2.      Memberikn kebebasan kepada manusia dalam berbuat dan berkehendak serta memberikan daya yang kuat terhadap akal.
Adapun metode berfikir tradisional memiliki prinsip-prinsip berikut ini:
  1. Terikat pada dogma-dogma dan ayat-ayat yang mengandung arti dzhanniy (teks yang mengandung arti lain selain arti harfiahnya).
  2. Tidak memberikan kebebasab kepada manusia dalam berbuat dan berkehendak.
  3. Memberikan daya yang kecil terhadap akal.

E. Kegunaan Ilmu Kalam
            Dilihat dari aspek aksiologi (manfaat) ilmu kalam, diantaranya berperan sebagai ilmu yang mengajak orang yang baru mengenal rasio sebagai upaya mengenal Tuhan secara rasional. Ilmu kalam pun berfungsi sebagai pengendali ilmu tasawuf.[6] Oleh karena itu jika ada suatu aliran yang bertentangan dengan suatau akidah, atau lahir suatu kepercayaan baru yang bertentangan denngan Al-Qur’an dan As-Sunah, hal itu merupakan penyimpangan tau penyelewengan. Jika bertentangan atau tidak pernah diriwayatkan dalam Al-Qur’an dan As-Sunnah, atau belum pernah diriwayatkan oleh ulama-ulama Salaf, hal itu harus ditolak. Ini adalah salah satu dimana pentingnya mempelajari ilmu kalam. Seorang ulama abad pertengahan Al-Ghazali dalam bukunya yang berjudul Asma Al-Husna, menjelaskan dengan baik persoalan tauhid (kalam), terutama ketika menjelaskan nama-nama Allah, materi pokok ilmu kalam (tauhid). Menurutnya nama Tuhan Ar-Rahim, pada aplikasi rohaniahnya merupakan sebuah sifat yang harus diteladani.

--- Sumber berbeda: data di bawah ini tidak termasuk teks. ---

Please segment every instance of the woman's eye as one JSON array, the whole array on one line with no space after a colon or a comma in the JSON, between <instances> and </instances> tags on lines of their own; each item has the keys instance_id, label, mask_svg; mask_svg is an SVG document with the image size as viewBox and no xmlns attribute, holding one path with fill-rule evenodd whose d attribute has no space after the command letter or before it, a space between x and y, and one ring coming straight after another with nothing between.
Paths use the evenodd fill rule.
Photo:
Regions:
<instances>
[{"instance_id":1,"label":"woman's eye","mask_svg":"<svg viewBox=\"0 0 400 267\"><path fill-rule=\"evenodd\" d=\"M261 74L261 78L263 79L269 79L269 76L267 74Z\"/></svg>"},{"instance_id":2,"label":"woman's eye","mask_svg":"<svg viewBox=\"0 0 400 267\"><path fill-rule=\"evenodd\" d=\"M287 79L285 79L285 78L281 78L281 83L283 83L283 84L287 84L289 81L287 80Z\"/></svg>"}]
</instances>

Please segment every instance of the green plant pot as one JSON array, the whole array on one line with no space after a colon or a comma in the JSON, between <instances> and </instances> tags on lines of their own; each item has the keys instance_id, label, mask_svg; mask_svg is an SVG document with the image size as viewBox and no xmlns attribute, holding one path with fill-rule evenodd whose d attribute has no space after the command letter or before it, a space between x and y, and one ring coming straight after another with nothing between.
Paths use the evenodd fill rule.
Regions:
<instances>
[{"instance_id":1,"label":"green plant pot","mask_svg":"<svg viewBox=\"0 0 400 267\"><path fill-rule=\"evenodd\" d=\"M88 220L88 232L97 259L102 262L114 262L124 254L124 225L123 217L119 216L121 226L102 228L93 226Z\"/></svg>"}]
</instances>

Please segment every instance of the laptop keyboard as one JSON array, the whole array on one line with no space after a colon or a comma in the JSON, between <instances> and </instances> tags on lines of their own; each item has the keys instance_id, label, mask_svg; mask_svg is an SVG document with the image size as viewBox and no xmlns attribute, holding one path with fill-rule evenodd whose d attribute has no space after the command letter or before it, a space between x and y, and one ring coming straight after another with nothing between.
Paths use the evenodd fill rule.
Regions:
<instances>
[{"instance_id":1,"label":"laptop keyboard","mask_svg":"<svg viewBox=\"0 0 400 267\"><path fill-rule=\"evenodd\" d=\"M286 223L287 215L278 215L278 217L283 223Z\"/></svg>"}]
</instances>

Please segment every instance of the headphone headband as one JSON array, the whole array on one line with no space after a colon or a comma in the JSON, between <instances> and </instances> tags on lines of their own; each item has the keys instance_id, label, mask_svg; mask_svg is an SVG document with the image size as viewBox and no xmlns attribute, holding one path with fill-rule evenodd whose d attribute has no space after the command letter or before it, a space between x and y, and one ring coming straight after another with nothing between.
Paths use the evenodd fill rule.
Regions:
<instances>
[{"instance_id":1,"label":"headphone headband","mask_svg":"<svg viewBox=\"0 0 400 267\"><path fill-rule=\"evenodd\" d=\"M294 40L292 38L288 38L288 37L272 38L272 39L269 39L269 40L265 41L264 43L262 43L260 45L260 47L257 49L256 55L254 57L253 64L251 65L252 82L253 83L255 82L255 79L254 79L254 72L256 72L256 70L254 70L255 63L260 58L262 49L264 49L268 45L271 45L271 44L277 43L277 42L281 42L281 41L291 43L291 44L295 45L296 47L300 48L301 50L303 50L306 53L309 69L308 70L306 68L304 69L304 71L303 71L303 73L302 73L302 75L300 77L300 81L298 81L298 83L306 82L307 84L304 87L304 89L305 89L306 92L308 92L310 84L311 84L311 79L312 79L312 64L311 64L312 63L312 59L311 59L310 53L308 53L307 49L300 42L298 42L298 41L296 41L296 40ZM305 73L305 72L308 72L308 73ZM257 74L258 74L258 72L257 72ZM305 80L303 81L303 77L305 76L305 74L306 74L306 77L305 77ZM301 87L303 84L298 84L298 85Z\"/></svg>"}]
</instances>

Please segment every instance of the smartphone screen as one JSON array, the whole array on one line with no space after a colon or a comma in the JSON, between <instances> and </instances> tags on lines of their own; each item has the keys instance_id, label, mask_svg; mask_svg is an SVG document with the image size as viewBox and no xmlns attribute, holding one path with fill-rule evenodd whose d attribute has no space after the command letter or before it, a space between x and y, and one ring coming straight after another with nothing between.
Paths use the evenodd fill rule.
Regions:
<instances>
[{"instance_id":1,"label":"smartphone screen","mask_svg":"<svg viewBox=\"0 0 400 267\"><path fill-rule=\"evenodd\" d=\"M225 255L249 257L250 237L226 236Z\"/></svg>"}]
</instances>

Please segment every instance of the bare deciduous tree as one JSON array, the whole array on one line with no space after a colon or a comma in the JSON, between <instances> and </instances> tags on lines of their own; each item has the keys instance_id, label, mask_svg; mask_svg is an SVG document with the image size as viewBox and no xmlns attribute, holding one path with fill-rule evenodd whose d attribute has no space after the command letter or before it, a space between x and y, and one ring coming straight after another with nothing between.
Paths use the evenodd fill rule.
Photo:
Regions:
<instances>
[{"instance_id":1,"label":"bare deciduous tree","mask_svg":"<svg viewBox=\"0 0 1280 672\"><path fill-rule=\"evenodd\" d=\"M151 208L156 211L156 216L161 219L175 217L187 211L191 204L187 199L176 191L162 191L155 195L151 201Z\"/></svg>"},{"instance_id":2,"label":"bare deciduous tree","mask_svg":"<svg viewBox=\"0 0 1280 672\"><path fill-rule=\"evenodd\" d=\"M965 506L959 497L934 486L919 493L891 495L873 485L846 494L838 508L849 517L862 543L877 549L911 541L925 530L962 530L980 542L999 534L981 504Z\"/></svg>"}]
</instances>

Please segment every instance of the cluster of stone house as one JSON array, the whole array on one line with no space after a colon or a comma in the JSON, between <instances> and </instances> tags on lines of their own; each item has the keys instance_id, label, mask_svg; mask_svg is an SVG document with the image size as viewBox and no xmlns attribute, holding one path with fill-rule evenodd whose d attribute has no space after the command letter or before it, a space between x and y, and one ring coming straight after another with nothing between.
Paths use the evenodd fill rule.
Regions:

Jika sifat Ar-Rahman diaplikasikan, seseoarang akan memandang orang yang durhaka dengan kelembutan bukan kekerasan, melihat oarang dengan mata rahim, bukan dengan mata yang menghina, bahkan ia mencurahkan ke-rahim-annya terhadap orang yang durhaka agar dapat diselamatkan. Jika melihat orang lain menderita atua sakit orang yang rahim akan segera menolongnya. Nama lain Allah yang patut diteladani adalah Al-Qudus (Mahasuci). Seorang hamba akan suci kalu berhasil membebaskan pengaetahuan dan kehendaknya dari khayalan dan segala persepsi yang dimiliki binatang.
            Dalam agama Kristen teologi tidak hanya berusah memberikan pertahanan rasional untuk keyakinan tetapi ia juga berusah memberikan suatu pintu masuk realitas tertinggi  bagi kehidupan spirit (jiwa), seperti ditemukan pada teologi mistik Dionysius the Areopagite. Hal seperti ini tak terjadi dalam Islam, dimana kalam, yang secara literal bararti kata, telah berkembang menjadi ilmu yang menunjang tanggung jawab kepercayaan-kepercayaan agama yang mapan secara kokoh memberi bukti dan menghalau keraguan. Ekspresi-ekspresi spiritual dan intelektual yang terdapat dalam Islam tidak bisa ditemukan dalam karya-karya kalam. Walaupun demikian, ilmu ini adalah penting untuk memahami aspek-aspek khusus pemikiran Islam, dan harus menjadi sesuatu yang diperhatikan dalam setiap karya yang kelihatannya ditujukan bagi manifestasi-manifestasi spiritual Islam.[7]

F. Kesimpulan
Ilmu Kalam, biasanya disebut dengan beberapa nama, antara lain: Ilmu Ushuluddin, Ilmu Tauhid, dan Teologi Islam. Disebut Ushuluddin, karena ilmu ini membahas pokok-pokok agama (ushuluddin). Disebut Ilmu Tauhid karena ilmu ini membahas tentang keesaan Allah SWT. Di dalamnya juga membahas tentang af’al Allah yang wajib, mustahil dan ja’iz. Membahas juga tentang sifat yang wajib dan ja’iz bagi Allah SWT dan Rosul-Nya. Ilmu Tauhid sendiri sebenarnya membahas tentang keesaan Allah SWT., dan hal-hal yang berkaitan dengan-Nya. Secara objektif, ilmu kalam sama dengan ilmu tauhid, tetapi argumentasinya ilmu kalam lebih ditekankan pada penguasaannya terhadap logika.

DAFTAR PUSTAKA



Nasr, Sayyed Hossein,  Intelektual Islam : Teologi. Filsafat, dan Gnosis,         terj.,Yogyakarta: Pustaka Pelajar, 1996.
Rozak, Abdul, dan Rosihon Anwar, Ilmu Kalam: untuk UIN, STAIN, PTAIS,           Bandung: Pustaka Setia,  2007.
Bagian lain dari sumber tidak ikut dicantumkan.